It's been a year since we launched the new AJ, and it's fair to say that the reaction has been mixed. The Glaswegian architect Jim Cuthbertson delivered the first and most succinct response with the single word 'appalling', and though the letters of complaint have become steadily longer, he has remained true to this verdict ever since. The esteemed architect/academician Peter Cook has taken a particularly dim view of the AJ's fondness for low-key architecture, going so far as to criticise its aesthetic choices in a public lecture.

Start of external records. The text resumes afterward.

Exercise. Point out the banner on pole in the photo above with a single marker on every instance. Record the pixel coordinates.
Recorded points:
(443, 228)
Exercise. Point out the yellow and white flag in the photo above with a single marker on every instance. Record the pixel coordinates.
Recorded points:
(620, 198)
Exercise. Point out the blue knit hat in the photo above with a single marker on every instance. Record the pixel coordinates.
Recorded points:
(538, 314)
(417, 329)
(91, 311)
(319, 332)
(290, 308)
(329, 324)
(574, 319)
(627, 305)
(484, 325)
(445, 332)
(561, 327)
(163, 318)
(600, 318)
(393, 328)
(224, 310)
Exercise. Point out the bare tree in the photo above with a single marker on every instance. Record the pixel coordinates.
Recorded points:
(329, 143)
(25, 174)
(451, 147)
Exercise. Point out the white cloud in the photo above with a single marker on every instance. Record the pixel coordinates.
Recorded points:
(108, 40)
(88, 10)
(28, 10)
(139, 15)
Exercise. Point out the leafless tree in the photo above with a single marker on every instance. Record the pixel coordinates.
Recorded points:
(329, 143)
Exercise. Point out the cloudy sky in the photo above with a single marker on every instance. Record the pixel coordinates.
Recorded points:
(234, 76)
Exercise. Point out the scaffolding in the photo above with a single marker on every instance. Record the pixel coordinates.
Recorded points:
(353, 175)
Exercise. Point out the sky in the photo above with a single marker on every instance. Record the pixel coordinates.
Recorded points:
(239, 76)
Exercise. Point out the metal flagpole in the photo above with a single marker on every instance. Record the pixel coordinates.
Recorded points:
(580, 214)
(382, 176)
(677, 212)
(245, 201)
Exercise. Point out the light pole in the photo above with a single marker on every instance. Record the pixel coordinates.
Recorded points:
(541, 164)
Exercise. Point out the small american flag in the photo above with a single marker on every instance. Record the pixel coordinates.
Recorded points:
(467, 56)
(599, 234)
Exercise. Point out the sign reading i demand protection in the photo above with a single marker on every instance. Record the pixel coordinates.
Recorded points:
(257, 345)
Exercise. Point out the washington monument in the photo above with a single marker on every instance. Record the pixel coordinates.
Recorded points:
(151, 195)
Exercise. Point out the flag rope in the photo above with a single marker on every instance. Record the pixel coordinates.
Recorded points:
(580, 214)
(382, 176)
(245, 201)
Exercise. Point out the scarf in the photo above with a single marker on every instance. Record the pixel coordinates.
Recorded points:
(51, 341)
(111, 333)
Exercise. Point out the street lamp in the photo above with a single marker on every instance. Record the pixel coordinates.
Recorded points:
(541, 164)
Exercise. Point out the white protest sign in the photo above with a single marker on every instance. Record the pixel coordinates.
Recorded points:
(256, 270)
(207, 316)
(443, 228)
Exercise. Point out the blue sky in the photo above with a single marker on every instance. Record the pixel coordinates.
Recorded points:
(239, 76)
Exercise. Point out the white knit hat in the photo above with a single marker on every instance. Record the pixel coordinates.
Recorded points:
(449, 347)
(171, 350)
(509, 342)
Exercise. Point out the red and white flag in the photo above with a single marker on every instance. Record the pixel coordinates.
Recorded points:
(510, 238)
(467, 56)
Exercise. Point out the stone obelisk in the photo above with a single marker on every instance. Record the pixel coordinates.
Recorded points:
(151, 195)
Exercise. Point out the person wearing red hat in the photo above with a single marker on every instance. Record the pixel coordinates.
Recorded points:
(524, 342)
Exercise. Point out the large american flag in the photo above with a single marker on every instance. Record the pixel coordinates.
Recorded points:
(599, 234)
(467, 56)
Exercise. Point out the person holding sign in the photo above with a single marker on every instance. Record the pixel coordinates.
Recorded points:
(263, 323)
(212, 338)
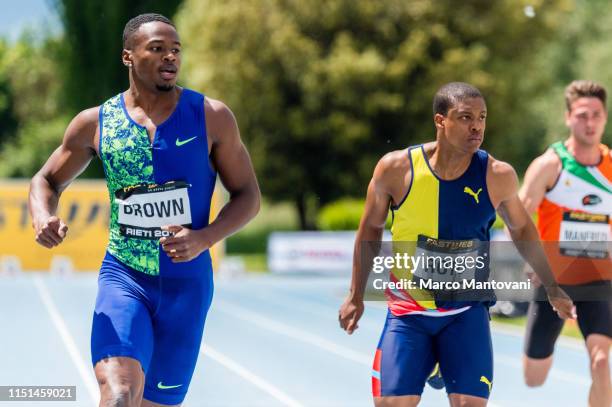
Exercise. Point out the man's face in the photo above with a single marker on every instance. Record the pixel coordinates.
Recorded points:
(464, 124)
(587, 120)
(155, 55)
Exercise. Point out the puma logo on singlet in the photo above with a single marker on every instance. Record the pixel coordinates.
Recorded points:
(469, 191)
(487, 382)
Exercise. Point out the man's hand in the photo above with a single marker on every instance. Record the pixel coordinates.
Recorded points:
(50, 232)
(561, 302)
(185, 245)
(349, 314)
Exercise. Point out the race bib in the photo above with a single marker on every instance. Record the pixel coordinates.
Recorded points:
(450, 260)
(585, 235)
(144, 209)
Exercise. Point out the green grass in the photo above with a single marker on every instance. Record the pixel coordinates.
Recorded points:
(255, 262)
(253, 239)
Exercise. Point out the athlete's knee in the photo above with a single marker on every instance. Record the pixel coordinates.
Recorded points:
(600, 364)
(535, 371)
(463, 400)
(599, 350)
(120, 384)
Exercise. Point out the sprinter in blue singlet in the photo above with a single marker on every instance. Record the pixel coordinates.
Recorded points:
(162, 147)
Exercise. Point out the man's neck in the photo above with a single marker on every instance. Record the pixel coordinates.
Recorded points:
(447, 162)
(586, 154)
(149, 100)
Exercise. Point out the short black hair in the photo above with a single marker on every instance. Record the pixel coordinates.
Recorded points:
(134, 24)
(451, 94)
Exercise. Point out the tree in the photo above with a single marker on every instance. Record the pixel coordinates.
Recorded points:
(322, 89)
(92, 69)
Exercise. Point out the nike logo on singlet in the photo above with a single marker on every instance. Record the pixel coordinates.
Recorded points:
(182, 143)
(487, 382)
(162, 387)
(469, 191)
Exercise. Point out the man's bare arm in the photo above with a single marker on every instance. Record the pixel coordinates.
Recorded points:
(62, 167)
(502, 182)
(371, 228)
(233, 163)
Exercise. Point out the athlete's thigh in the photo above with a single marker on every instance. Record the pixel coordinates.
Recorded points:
(405, 356)
(178, 328)
(594, 317)
(543, 328)
(466, 353)
(121, 323)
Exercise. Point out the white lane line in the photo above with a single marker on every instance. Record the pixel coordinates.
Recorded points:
(85, 373)
(249, 376)
(295, 333)
(307, 337)
(519, 332)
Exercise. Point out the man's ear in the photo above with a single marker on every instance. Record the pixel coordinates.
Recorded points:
(126, 57)
(439, 121)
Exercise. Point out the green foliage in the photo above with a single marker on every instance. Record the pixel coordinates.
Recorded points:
(322, 89)
(343, 214)
(92, 70)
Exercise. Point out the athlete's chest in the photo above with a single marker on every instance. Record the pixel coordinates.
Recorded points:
(588, 192)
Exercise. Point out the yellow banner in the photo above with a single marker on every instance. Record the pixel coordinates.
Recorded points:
(84, 206)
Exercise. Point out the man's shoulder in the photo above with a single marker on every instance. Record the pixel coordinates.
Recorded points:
(546, 164)
(86, 119)
(394, 160)
(501, 171)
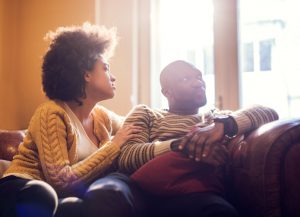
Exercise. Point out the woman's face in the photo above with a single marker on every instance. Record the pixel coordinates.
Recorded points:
(100, 83)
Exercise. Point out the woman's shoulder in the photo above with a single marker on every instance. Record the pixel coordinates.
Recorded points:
(49, 108)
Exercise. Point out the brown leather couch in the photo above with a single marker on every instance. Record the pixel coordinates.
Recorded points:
(263, 176)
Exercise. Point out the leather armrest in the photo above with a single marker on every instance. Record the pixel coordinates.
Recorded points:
(264, 173)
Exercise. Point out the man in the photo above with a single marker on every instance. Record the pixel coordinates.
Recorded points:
(201, 139)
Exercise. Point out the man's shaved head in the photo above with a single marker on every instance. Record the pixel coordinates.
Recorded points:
(171, 70)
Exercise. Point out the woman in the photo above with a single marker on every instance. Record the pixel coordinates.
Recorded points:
(69, 145)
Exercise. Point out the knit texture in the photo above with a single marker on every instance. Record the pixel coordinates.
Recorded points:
(160, 127)
(49, 149)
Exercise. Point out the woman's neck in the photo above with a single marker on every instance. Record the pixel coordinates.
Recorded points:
(82, 111)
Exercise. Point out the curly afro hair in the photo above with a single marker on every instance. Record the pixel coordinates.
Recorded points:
(72, 52)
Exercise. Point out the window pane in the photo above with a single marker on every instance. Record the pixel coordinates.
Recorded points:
(273, 27)
(248, 60)
(265, 54)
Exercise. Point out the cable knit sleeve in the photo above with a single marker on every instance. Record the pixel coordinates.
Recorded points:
(53, 137)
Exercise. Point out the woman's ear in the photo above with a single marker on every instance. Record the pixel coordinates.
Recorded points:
(87, 76)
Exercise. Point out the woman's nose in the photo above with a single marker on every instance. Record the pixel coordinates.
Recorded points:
(112, 77)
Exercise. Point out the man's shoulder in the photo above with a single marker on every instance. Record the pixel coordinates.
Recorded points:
(143, 110)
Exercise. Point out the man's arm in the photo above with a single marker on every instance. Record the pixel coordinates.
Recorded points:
(200, 143)
(142, 148)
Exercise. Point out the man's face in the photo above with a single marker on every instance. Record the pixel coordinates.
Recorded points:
(186, 87)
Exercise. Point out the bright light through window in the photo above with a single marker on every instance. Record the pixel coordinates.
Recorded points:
(270, 43)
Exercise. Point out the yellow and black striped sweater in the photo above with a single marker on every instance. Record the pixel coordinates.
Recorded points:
(160, 127)
(49, 150)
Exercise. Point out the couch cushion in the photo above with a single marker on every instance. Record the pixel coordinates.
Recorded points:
(173, 174)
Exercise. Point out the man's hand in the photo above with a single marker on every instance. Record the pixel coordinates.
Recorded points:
(204, 144)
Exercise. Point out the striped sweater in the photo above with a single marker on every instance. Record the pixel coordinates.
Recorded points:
(160, 128)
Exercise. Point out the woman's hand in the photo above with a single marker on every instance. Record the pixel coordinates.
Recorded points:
(204, 144)
(125, 133)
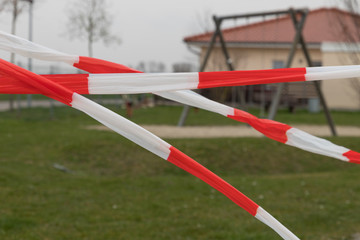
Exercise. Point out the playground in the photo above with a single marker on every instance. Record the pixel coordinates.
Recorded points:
(196, 146)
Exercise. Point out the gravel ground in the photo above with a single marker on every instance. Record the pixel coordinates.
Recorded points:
(165, 131)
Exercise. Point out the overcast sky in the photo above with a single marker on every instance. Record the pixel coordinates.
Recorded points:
(150, 30)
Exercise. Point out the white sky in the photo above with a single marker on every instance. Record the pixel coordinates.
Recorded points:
(150, 30)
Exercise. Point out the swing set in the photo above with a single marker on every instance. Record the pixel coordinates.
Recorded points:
(298, 17)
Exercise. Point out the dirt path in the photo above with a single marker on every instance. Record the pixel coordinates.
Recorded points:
(165, 131)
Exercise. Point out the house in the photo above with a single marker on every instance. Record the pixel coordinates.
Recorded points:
(332, 38)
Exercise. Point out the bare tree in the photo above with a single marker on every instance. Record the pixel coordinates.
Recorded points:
(90, 20)
(349, 28)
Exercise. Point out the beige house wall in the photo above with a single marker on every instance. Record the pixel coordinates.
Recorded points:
(255, 58)
(339, 94)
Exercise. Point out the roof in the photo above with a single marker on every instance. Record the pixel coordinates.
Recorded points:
(321, 25)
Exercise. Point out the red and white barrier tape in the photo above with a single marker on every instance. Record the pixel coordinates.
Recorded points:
(143, 138)
(106, 83)
(132, 83)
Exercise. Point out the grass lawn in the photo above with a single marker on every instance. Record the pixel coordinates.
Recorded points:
(116, 190)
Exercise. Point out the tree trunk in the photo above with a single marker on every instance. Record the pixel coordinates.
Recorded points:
(12, 56)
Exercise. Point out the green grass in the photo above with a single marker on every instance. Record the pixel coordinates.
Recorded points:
(116, 190)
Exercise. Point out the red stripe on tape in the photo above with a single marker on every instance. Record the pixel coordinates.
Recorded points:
(269, 128)
(251, 77)
(94, 65)
(188, 164)
(44, 85)
(354, 157)
(75, 82)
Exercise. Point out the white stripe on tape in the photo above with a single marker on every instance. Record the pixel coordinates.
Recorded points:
(127, 83)
(122, 126)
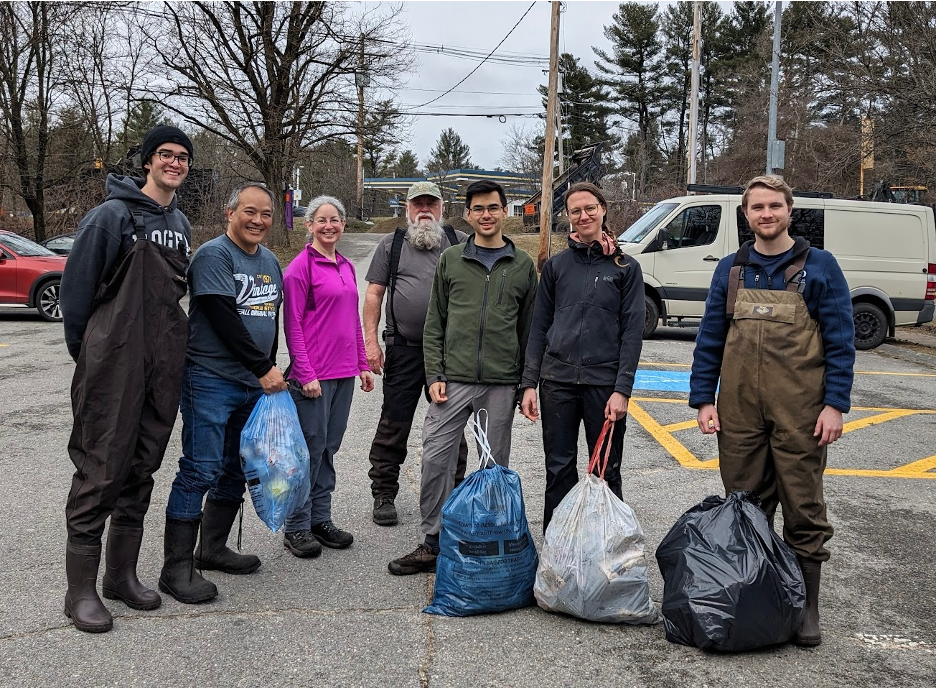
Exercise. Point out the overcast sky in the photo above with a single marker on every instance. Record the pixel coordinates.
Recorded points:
(495, 87)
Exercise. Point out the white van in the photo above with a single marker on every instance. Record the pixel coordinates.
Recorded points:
(886, 250)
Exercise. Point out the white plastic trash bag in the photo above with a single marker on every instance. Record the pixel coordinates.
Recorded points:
(593, 564)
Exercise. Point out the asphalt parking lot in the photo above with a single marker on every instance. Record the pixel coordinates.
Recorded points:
(343, 620)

A more recent letter, from a reader who wishes to remain anonymous, implored: 'Please, please, please can you temper your obsession with the architecture of the English puritans. It's depressing, and it's beginning to make me feel ill.'
I wouldn't be reporting this in quite so blithe a manner were it not for the fact that subscriptions are on the up and that the positive responses have far outnumbered the expressions of disdain. (I'm not going to mention the awards we've won for fear of reawakening the wrath of the reader who brusquely pointed out that 'all manner of worthless rubbish wins awards'. ) Support has come from some unexpected quarters: Alain de Botton reports that the arrival of the AJ is one of the high points of his week; the political commentator Jeremy Vine has publicly proclaimed the new AJ to be 'brilliant' and Grand Designs guru Kevin McCloud lists the AJ as his favourite reading matter - alongside Farming Equipment News.
But architects, of course, matter to us the most. It is a privilege to work on a magazine which engenders such a strong sense of ownership, and architects' feedback is hugely valuable. We are enormously grateful both to those who have taken the trouble to articulate their disquiet, and to the vast majority of readers who have greeted the changes with such enthusiasm and warmth.